What he is, they once were, and what they are, he will become. And such is the end to his means.

He's been waiting since last night, blended as one with the environment, for the mother to move aside, reveal her baby. Her form obstructs Umirin's aim as she is now, but this tree is the best vantage point he could get, so he compromised to waiting out the night.

Umirin hadn't slept much, and the little he did, had been restless. He dreamt of Shani, his beautiful smile, his soft touch. Their reunion. His soul feels hollow without his beloved by his side.

But it had turned nighmarish very quickly. Shani turning away in disgust hearing what a monster Umirin became to return to him. His family so sickly pleased about making the right choice to cast him away young given what he turned into.

Sleep tortured him so, so Umirin gave up on it after only a few hours.

The doe below him twitches and wakes, raises her head. Umirin tenses, holds his breath as he reaches behind himself and slides loose an arrow, adjusting it against the bow. He must be precise.

Slowly, the elegant white mass of the animal stretches and lifts to her hooves. Umirin sees the fawn then, mimicking its mother.

He grits his teeth as he draws the arrow back with the bow, arms raised and poised while he aims.

Through the eye. He cannot miss.

He waits, muscles stiff, for the doe to walk a ways ahead.
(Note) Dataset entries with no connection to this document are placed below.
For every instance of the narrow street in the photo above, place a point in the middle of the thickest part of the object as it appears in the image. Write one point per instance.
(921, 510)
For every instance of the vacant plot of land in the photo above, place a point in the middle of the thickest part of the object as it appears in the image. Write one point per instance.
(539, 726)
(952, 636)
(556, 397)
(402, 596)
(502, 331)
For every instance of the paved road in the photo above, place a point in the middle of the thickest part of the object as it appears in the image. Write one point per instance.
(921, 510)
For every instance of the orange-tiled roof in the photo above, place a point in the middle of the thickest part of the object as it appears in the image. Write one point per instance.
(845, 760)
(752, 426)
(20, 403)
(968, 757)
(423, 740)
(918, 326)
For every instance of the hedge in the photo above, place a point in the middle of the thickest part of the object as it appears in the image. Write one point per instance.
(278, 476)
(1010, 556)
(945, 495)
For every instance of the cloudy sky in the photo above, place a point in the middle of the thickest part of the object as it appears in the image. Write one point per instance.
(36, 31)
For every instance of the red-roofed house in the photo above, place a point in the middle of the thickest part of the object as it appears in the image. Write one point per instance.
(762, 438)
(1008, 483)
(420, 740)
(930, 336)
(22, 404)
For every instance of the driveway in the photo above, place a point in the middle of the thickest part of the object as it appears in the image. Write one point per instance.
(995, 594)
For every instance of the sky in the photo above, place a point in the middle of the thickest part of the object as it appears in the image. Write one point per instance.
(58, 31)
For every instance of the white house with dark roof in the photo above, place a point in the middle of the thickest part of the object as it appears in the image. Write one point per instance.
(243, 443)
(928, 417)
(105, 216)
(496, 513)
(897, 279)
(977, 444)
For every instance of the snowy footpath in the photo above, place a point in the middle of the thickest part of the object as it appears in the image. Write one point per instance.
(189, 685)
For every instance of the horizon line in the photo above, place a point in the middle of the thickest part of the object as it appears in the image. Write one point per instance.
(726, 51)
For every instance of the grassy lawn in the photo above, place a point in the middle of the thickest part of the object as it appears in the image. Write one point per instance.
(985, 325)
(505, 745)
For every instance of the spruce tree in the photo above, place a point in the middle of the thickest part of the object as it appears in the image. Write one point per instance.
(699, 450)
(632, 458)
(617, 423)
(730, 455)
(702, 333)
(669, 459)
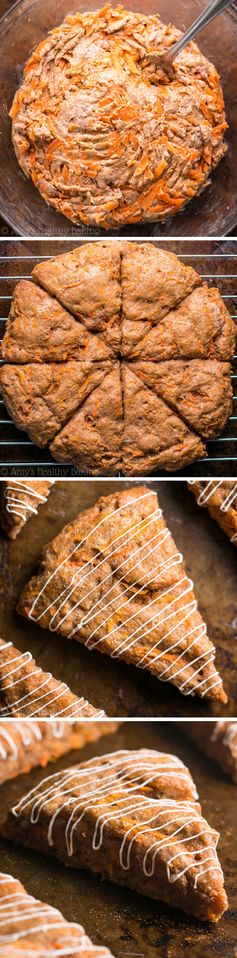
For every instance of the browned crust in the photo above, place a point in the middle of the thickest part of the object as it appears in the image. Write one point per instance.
(37, 743)
(145, 585)
(19, 501)
(205, 899)
(227, 520)
(46, 933)
(154, 320)
(25, 689)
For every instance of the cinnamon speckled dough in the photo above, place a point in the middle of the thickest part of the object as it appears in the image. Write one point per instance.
(20, 500)
(199, 392)
(94, 434)
(132, 353)
(198, 328)
(114, 581)
(87, 282)
(28, 743)
(35, 929)
(39, 330)
(25, 689)
(143, 829)
(42, 397)
(104, 135)
(154, 436)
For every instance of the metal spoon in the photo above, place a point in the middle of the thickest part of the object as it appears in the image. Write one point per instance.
(212, 10)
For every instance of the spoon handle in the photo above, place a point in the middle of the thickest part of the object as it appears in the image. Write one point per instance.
(211, 11)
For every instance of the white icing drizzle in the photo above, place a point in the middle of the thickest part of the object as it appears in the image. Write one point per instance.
(210, 488)
(28, 732)
(118, 793)
(175, 612)
(15, 501)
(50, 696)
(22, 917)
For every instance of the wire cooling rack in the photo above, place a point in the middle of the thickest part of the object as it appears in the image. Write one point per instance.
(215, 263)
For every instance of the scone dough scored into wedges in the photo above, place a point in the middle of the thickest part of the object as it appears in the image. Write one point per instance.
(114, 580)
(118, 357)
(131, 817)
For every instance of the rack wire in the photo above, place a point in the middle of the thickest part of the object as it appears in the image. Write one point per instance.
(20, 456)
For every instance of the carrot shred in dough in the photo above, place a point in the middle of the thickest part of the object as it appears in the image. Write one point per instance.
(103, 133)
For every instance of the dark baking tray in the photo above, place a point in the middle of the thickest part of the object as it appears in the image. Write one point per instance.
(111, 684)
(216, 262)
(214, 213)
(131, 925)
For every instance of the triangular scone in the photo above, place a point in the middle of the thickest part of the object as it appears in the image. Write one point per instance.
(20, 500)
(114, 580)
(87, 282)
(31, 927)
(92, 438)
(199, 328)
(130, 817)
(26, 690)
(41, 397)
(39, 330)
(24, 744)
(200, 393)
(219, 496)
(153, 282)
(153, 435)
(218, 740)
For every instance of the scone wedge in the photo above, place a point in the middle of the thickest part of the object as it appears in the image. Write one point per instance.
(31, 927)
(26, 744)
(130, 817)
(20, 500)
(114, 580)
(25, 689)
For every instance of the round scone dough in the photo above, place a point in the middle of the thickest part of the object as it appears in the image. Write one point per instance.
(118, 357)
(103, 133)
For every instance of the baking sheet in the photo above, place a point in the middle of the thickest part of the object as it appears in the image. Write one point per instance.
(216, 263)
(110, 684)
(131, 925)
(214, 213)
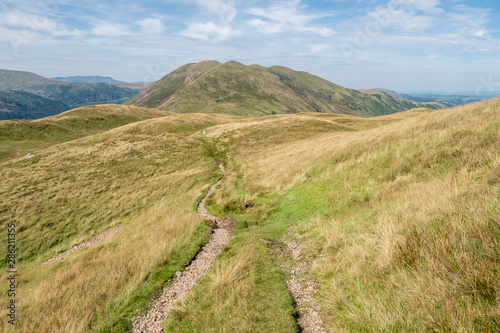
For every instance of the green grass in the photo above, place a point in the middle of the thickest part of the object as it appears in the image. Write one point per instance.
(235, 89)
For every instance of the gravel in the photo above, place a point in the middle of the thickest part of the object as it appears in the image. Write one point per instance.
(186, 280)
(302, 289)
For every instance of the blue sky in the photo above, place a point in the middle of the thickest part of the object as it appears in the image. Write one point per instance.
(404, 45)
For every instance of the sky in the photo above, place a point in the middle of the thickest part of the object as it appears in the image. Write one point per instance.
(439, 46)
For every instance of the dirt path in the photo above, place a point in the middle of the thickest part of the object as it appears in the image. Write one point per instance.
(186, 280)
(87, 243)
(302, 289)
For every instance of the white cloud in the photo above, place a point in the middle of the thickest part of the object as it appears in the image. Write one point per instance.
(287, 16)
(23, 20)
(110, 30)
(210, 31)
(151, 26)
(316, 48)
(223, 8)
(29, 25)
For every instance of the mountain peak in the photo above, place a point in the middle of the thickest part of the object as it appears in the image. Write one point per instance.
(234, 88)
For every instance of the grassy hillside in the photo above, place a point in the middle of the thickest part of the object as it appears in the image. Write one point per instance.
(20, 137)
(234, 88)
(397, 216)
(23, 105)
(27, 96)
(399, 219)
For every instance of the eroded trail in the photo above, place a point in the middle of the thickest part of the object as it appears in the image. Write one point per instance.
(186, 280)
(300, 287)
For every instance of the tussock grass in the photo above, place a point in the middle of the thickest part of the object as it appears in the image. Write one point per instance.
(398, 217)
(72, 191)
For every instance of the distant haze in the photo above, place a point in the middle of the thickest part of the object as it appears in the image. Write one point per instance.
(441, 46)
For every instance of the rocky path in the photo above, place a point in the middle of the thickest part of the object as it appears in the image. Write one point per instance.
(87, 243)
(302, 289)
(186, 280)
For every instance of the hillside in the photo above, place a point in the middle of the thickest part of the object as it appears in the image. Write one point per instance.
(23, 105)
(234, 88)
(20, 137)
(388, 223)
(26, 95)
(89, 79)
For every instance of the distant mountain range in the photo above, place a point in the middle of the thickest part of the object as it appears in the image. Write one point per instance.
(88, 79)
(236, 89)
(24, 95)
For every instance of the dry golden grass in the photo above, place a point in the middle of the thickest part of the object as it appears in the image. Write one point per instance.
(72, 191)
(398, 216)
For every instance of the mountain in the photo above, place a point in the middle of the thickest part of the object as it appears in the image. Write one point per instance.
(234, 88)
(383, 224)
(88, 79)
(25, 95)
(23, 105)
(444, 100)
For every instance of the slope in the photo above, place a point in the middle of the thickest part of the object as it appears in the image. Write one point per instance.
(23, 105)
(234, 88)
(38, 88)
(397, 217)
(19, 137)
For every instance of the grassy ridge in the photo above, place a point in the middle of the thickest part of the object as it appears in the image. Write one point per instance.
(72, 191)
(397, 215)
(19, 137)
(399, 221)
(236, 89)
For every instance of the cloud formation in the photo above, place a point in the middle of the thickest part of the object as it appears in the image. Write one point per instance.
(287, 16)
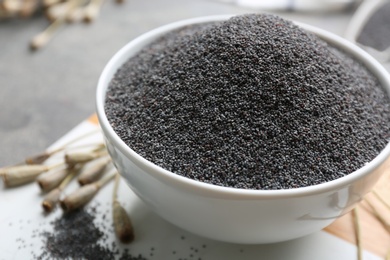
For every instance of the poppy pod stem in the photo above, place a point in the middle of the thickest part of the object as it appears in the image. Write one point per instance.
(93, 170)
(83, 195)
(52, 198)
(22, 174)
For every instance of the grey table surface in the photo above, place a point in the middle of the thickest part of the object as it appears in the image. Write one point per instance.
(44, 94)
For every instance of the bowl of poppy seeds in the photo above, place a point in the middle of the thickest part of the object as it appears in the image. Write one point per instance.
(246, 129)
The fawn makes to stumble after its mother, frail and unsure, its tiny legs still far too gangly to support it walking.

Umirin adjusts his aim a final time. The fawn turns its head just so, and he releases his arrow.

He doesn't let himself look away as it flies like a blur through the air. A quiet squelch rings out as it pierces the fawn's head, then the baby collapses onto its side, in a little cloud of dust.

It doesn't twitch anymore. Umirin's aim never fails him.

The alarmed doe jumps at the noise and approaches to sniff at her dead offspring. She nudges her fawn's blood splattered furry cheek, but the child is limp.

Umirin makes himself sit and watch, no matter how his heart petrifies into a lump of rock at the sight of his sin. The least he owes the Forest is not to turn away.

He has become as monstrous as he must.

The doe tries in vain to wake up her babe for a while more, eventually giving up and wandering out of this area, likely sensing danger lurking around.

Umirin climbs down the tree only after she is gone, and takes a deep breath, releases it slowly as he approaches the body and kneels by it. The fawn's fur is so brilliantly white, save for its head. From its burst eye sticks out his arrow, a splatter of starkly red, fresh blood staining its fur around the wound. It couldn't have been more than a few months old. It is so small.